精
『精神分析入門』
せいしんぶんせきにゅうもん
ジークムント・フロイト·近代
ウィーン大学で行われた精神分析の最も包括的な一般向け講義
心理哲学
この著作について
ジークムント・フロイトが第一次世界大戦期(1915〜17年)にウィーン大学で一般の聴衆向けに行った28の連続講義をまとめた著作。後に『続・精神分析入門』(1933)も加わり、精神分析の理論と治療をもっとも包括的かつ平易に叙述したフロイト主著の一つとなっている。
【内容】
三部構成。第一部「失策行為(錯誤行為)」で、言い間違い・書き間違い・物忘れといった日常的現象から無意識の存在を説き起こす。

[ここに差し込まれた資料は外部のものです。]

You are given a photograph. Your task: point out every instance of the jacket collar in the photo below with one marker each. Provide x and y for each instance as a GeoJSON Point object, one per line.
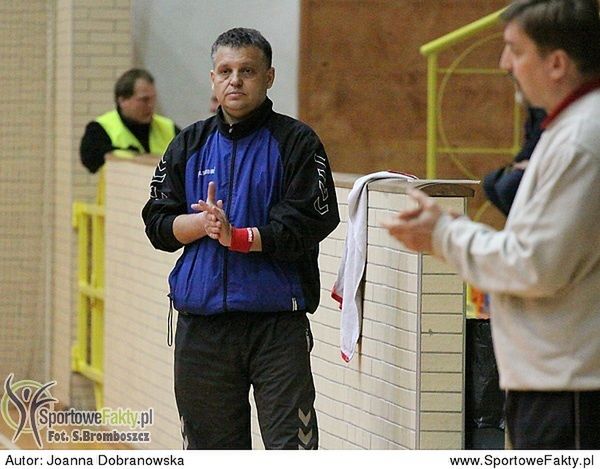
{"type": "Point", "coordinates": [243, 128]}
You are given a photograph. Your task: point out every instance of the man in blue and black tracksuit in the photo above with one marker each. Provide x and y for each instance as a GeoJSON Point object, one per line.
{"type": "Point", "coordinates": [248, 273]}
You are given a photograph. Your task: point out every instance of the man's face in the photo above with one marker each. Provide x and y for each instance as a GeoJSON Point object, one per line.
{"type": "Point", "coordinates": [523, 60]}
{"type": "Point", "coordinates": [240, 80]}
{"type": "Point", "coordinates": [139, 107]}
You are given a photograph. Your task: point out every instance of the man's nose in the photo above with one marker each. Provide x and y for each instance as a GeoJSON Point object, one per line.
{"type": "Point", "coordinates": [236, 79]}
{"type": "Point", "coordinates": [505, 62]}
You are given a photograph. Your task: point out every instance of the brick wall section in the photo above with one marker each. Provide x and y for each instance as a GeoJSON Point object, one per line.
{"type": "Point", "coordinates": [93, 47]}
{"type": "Point", "coordinates": [138, 362]}
{"type": "Point", "coordinates": [23, 133]}
{"type": "Point", "coordinates": [402, 390]}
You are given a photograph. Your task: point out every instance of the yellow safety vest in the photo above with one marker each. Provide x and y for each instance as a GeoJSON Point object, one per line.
{"type": "Point", "coordinates": [162, 131]}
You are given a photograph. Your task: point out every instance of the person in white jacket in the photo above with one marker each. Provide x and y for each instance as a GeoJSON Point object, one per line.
{"type": "Point", "coordinates": [543, 268]}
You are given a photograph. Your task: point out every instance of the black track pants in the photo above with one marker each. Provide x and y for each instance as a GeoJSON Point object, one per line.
{"type": "Point", "coordinates": [553, 420]}
{"type": "Point", "coordinates": [218, 358]}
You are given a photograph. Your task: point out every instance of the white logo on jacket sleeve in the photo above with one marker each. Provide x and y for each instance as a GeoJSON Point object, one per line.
{"type": "Point", "coordinates": [157, 180]}
{"type": "Point", "coordinates": [205, 172]}
{"type": "Point", "coordinates": [320, 204]}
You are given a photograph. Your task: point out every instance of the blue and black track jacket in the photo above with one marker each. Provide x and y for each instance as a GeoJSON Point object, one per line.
{"type": "Point", "coordinates": [271, 172]}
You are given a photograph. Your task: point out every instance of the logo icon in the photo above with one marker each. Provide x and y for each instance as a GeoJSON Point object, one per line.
{"type": "Point", "coordinates": [27, 397]}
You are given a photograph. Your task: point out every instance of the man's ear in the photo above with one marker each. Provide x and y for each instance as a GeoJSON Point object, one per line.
{"type": "Point", "coordinates": [271, 77]}
{"type": "Point", "coordinates": [559, 64]}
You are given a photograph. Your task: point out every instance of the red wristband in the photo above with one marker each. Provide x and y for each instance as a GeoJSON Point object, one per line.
{"type": "Point", "coordinates": [241, 239]}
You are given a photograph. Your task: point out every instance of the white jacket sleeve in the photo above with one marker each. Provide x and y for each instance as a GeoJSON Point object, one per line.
{"type": "Point", "coordinates": [551, 235]}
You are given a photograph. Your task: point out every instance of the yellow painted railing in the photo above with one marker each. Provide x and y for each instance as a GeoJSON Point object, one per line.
{"type": "Point", "coordinates": [88, 350]}
{"type": "Point", "coordinates": [437, 142]}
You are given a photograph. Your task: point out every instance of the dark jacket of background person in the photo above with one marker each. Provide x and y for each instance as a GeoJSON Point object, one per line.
{"type": "Point", "coordinates": [501, 185]}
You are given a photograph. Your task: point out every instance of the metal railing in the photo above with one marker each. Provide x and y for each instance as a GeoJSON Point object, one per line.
{"type": "Point", "coordinates": [88, 351]}
{"type": "Point", "coordinates": [437, 141]}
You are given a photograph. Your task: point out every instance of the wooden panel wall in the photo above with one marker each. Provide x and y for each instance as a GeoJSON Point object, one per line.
{"type": "Point", "coordinates": [363, 84]}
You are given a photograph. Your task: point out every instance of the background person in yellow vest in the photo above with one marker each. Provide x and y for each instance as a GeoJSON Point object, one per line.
{"type": "Point", "coordinates": [130, 130]}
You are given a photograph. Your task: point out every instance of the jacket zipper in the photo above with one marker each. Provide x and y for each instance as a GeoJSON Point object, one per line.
{"type": "Point", "coordinates": [227, 207]}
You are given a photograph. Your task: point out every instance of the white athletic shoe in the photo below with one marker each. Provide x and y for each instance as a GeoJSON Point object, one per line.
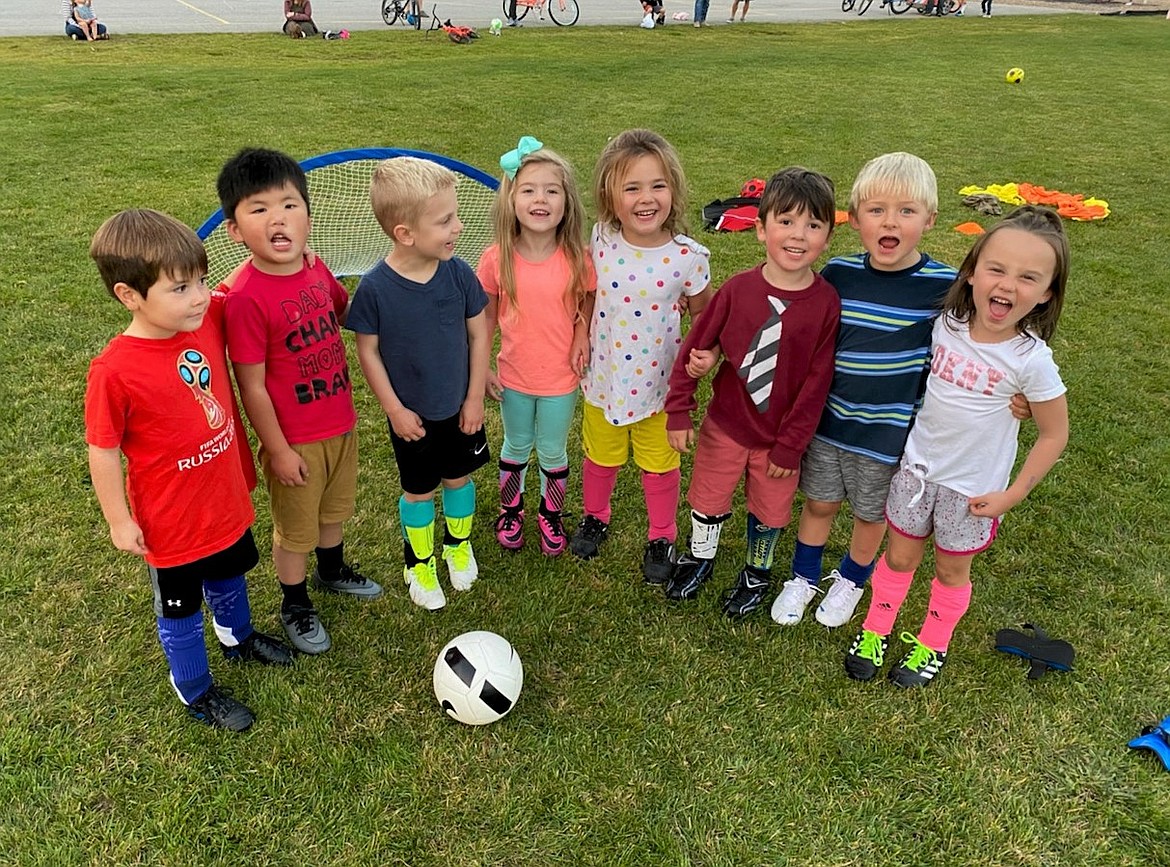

第二部「夢」で夢解釈の技術と夢の意味構造を展開。第三部「神経症の一般理論」で精神病理の臨床を概観し、リビドー発達、抑圧、転移、症状形成、そして精神分析療法の原理を解説する。まだ後期構造論には至っていない『自我とエス』以前の体系が、一般聴衆向けに最も明晰に展開される。
【影響と意義】
世界各国で数十の言語に翻訳され、20世紀の人文科学の基礎教養として大学カリキュラムに組み込まれた。精神分析を専門外の読者に開いた教育史上稀有な成功例である。
【なぜ今読むか】
フロイトの全体像を最も短時間で掴める導入書として、100年経ったいまも有用性を失っていない。